Die Galerie Norbert Fischmann
Einblicke in eine weitestgehend „unsichtbar“ gewordene Unternehmensgeschichte
Knapp ein halbes Jahrhundert wurde die mehrmals umbenannte Galerie Norbert Fischmann in München, Luzern und London von Norbert und Olga Fischmann sowie ihren Kindern betrieben. Im Verlauf der Geschäftsjahre konnte sich diese durch ein hohes Engagement einen internationalen Kundenstamm erarbeiten.
1879 in Galizien (das mit dem Ende des Ersten Weltkrieges Teil von Polen wurde) geboren, ging Norbert Fischmann (gestorben 1956) im Alter von 17 Jahren nach Wien, um dort eine Ausbildung zum Antiquitätenhändler zu beginnen. Doch die Hauptstadt der damaligen Österreichischen Monarchie blieb nicht die letzte Station.
Fischmann verlegte um die Jahrhundertwende seinen Wohnsitz nach München, wo er 1909 zusammen mit seiner Frau Olga Fischmann (1883–1971), nach anderen kurzlebigen Unternehmensgründungen, die Kunst- und Antiquitätenhandlung Fischmann & Co. in der Karlstraße 35 mitbegründete. Bereits einige Jahre später war er der alleinige Inhaber.
Während zum ersten Jahrzehnt der Firmengeschichte nur wenig Quellen bekannt sind, ändert sich dies um 1920. Die Kunsthandlung wuchs nun stetig und wurde in nationalen sowie internationalen Sammler- bzw. Sammlerinnen- und Händler- bzw. Händlerinnenkreisen bekannt. Korrespondenzen beschreiben, dass Norbert Fischmann eine Vielzahl an Geschäftsreisen tätigte, um Kundschaften auf Kaufangebote aufmerksam zu machen, Kunstobjekte direkt vorlegen zu können und Kontakte zu pflegen. Zum Kundenstamm zählten beispielsweise die Kunsthandlung Julius Böhler in München, die Colnaghi Art Gallery in London und die John Levy Galleries in New York. Außerdem wurde eine rege Anzeigenschaltung unter anderem in der Zeitschrift „Der Kunstwanderer“ oder im britischen „The Burlington Magazine“ betrieben. 1924/1925 erfolgte die Verlegung der Geschäftsräume in das etablierte Münchner Kunsthandelsviertel – in die Brienner Straße 50b. Das Angebot der Kunsthandlung wurde stetig auf Gemälde Alter Meister und Skulpturen spezialisiert.

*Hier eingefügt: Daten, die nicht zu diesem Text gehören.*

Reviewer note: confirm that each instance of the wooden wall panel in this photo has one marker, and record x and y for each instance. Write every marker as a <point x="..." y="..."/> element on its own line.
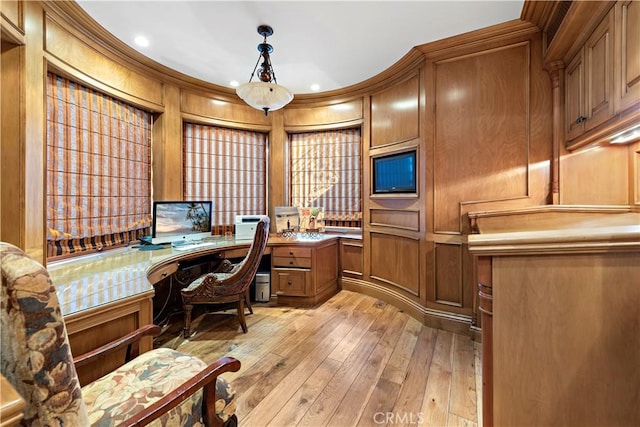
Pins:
<point x="481" y="151"/>
<point x="405" y="219"/>
<point x="395" y="113"/>
<point x="395" y="261"/>
<point x="114" y="78"/>
<point x="12" y="149"/>
<point x="351" y="258"/>
<point x="448" y="283"/>
<point x="628" y="16"/>
<point x="12" y="12"/>
<point x="597" y="176"/>
<point x="335" y="114"/>
<point x="635" y="174"/>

Im Laufe der 1930er Jahre wurden Norbert Fischmann und seine Familie Opfer der Verfolgungs- und Verdrängungsmaßnahmen des NS-Regimes. Die rassische Weltanschauung des NS-Regimes stufte Norbert und Olga Fischmann als „jüdisch“ ein, obwohl diese bereits 1923 ihre Religionszugehörigkeit abgelegt hatten und folglich konfessionslos waren. Ein Rundschreiben des Präsidenten der Reichskammer der bildenden Künste aus dem August 1935 verwehrte Fischmann, wie allen anderen „jüdischen“ Kunsthändlern und -händlerinnen in München, die weitere Ausübung des Berufes. Ab demselben Jahr wurde Norbert Fischmann dauerhaft in London sesshaft. Seine Familie emigrierte in den darauffolgenden Jahren.
Bereits während der Zeit des Zweiten Weltkrieges wurden Anstrengungen unternommen, die Kunsthandlung in Großbritannien weiterzuführen. Ein Schritt, der viel Arbeit benötigte, da für die Geschäftswaren keine Ausfuhrgenehmigung bewilligt wurde. Der schwierige Wiederaufbau wurde jedoch in mancherlei Hinsicht dadurch erleichtert, dass Fischmann bereits in den vorhergehenden Jahrzehnten Anstrengungen unternommen hat, Geschäftsbeziehungen und -kontakte durch Korrespondenzen sowie Geschäftsreisen in der britischen Hauptstadt zu pflegen. Die nun in Norbert Fischman Gallery umbenannte Kunsthandlung wurde nach dem Tod Norbert Fischmanns im Jahr 1956 von Olga Fischmann und einer der gemeinsamen Töchter bis Ende der 1960er Jahre weitergeführt.
Nach dem Tod der Inhaber Norbert und Olga Fischmann sowie der Schließung des Betriebs ist die Geschichte der Galerie Norbert Fischmann weitestgehend „unsichtbar“ geworden. Insbesondere in den letzten Jahren wurde der Versuch unternommen, die Lebens- und Unternehmensgeschichte der Fischmanns und ihrer Kunsthandlung zu rekonstruieren.